Our primary objective is to provide the ability to model large data
trees with some 20 million+ nodes whilst still allowing adequate
rendering and query times from the client.
We have just bought Joe Celko's "Tree's and Hierarchies in SQL fo
Smarties" and have picked up some very useful tips.
We are definitely looking at using some hybrid model but are undecided
as to what combination would suit us best.
Whilst constructing the tree we have the following information
available to us, that we could/may include in our database structure:
1) The Node's parent.
2) The Node's depth/level.
3) The Node's path to the root node.
4) The Node's child nodes count.
5) The Node's descendant nodes count.
6) The Node's position relative to it's sibling nodes.

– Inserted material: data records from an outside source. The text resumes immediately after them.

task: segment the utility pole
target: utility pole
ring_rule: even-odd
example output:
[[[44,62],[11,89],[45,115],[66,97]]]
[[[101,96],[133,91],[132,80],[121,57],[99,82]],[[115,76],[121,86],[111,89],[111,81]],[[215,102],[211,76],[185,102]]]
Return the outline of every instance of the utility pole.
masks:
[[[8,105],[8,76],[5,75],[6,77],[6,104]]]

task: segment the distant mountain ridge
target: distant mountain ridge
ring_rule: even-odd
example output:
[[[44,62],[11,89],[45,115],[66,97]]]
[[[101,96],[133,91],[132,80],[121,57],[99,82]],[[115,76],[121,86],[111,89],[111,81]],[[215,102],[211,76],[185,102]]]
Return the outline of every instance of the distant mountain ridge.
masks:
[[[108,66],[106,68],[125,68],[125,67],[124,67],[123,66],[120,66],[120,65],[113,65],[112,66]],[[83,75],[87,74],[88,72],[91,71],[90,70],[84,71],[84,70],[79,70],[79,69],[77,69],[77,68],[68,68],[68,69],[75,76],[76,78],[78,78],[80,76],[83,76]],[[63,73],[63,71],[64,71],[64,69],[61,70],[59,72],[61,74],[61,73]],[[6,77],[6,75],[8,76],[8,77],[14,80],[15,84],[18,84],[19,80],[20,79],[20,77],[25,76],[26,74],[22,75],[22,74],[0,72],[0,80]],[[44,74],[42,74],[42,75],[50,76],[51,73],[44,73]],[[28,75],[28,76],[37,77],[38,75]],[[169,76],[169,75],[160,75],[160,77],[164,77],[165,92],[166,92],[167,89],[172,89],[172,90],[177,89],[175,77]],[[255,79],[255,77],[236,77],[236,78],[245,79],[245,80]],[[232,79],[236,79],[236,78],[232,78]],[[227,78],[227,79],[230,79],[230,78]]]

This infomation would allow us to combine many of the models Joe Celko
discusses, including:
1) The Nested Sets/Interval model - allows us to quickly find
subtrees.
2) The Adjacency List model - allows us to quickly find immediate
child nodes.
3) The Materialized Path model - allows us to quickly find the
ancestors of the node.
4) The Depth Model - allows us to quickly find nodes related to their
levels/depth.
It is also quite likely that we will want to change the structure of
the tree fairly frequently. As an indication, I can see update rates
of every 15 minutes or less.
To us, disk space and hardware are cheap, so we are not concerned with
storage overhead. We just need optimal query performance.
Types of queries we need are for example:
Given a node...
1) Get it's immediate children.
2) Get it's ancestors.
3) Get all of it's descendants.
4) Get it's descendants to a certain depth.
5) Get it's siblings
etc. etc.
Any suggestions/foresight/tips that may help us in the database
modelling would be most appreciated?